Sunday, October 02, 2022 11:14:41 AM

Post# of 19384
Zero interest rates and easy money credit provided by the Fed have been in large part what's gotten us into this mess. That market liquidity is being taken away now and as interest rates rise and QT is implemented that stresses EVERYTHING in risk assets. How much longer the System can handle it is the big question. IMO we're going to see them take it too far and break something. The money created from the pandemic was the catalyst for the big inflation rise.

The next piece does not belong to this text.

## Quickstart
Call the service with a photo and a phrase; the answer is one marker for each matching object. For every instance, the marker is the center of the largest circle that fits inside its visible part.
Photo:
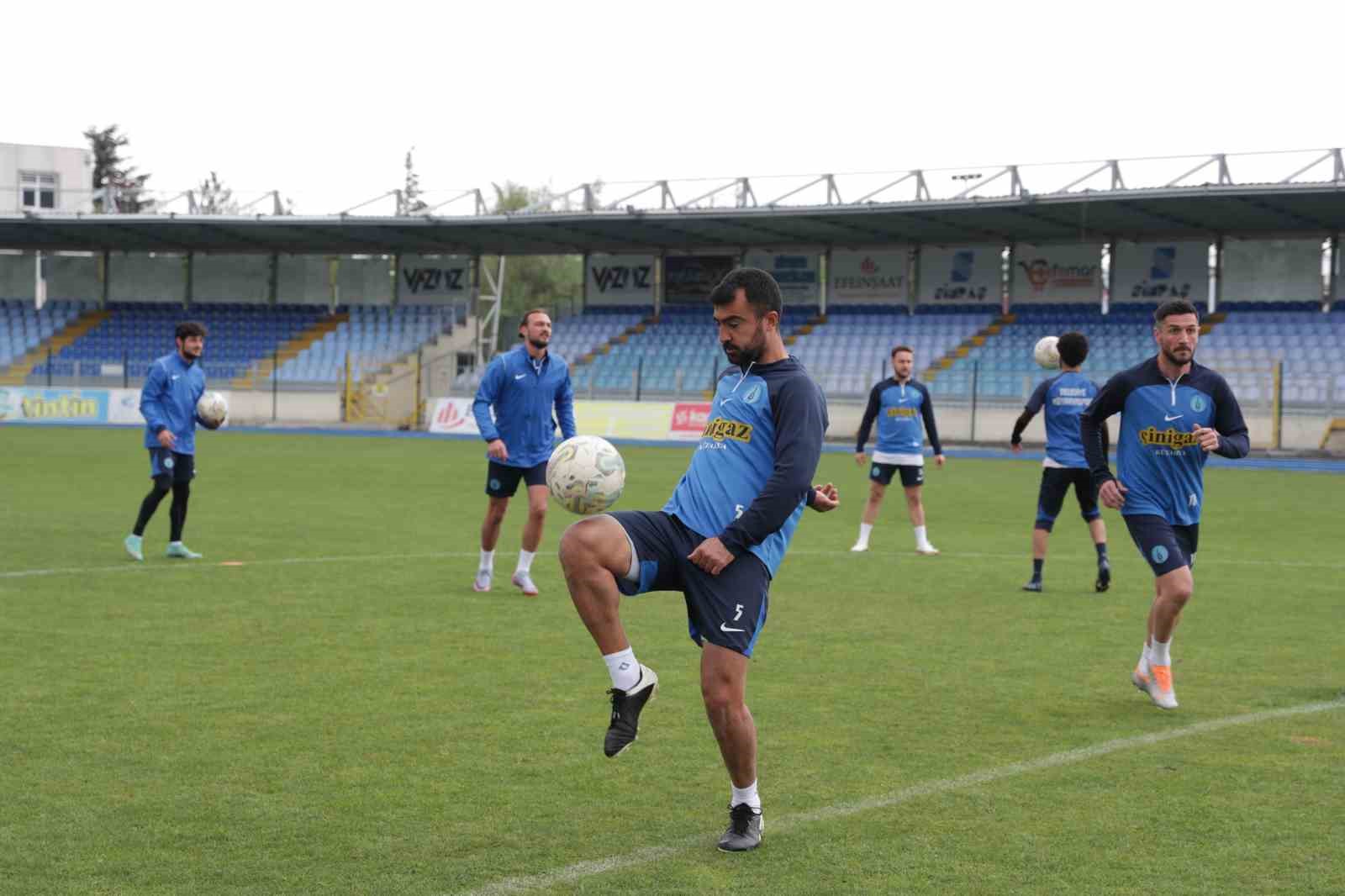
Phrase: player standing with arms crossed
(1174, 414)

As we now are seeing, about the best place to be is in short term U.S.treasuries and long the dollar, although the dollar's rise is probably getting somewhat long in the tooth, short term. The higher interest rates they're imposing now are going to be lagging in nature, so their effects won't be felt entirely until next year. I see us in a very bad recession next year.

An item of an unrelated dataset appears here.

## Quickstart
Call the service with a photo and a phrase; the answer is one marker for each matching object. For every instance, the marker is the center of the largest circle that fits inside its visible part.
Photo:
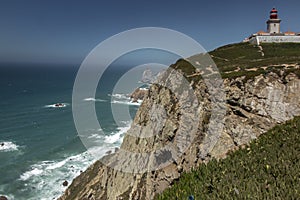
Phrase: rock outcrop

Yes, liquidity risk was the same issues they had back in 2007-08 and it's of course what has all the bank CEO's/economists/market pundits very concerned about the train wreck coming if they choke off the liquidity. Most that I hear say the Fed will go too far and IMO they're right. Are they intentionally trying to crash the System? I don't think they want to take the blame for crashing it, but inadvertently they could do it anyway. They know they're painted into a corner.

When the next crisis comes they'll be forced to pivot and most likely start dropping rates again. The markets will reverse and go higher again until everyone figures out nothing has been fixed and the next crisis comes along.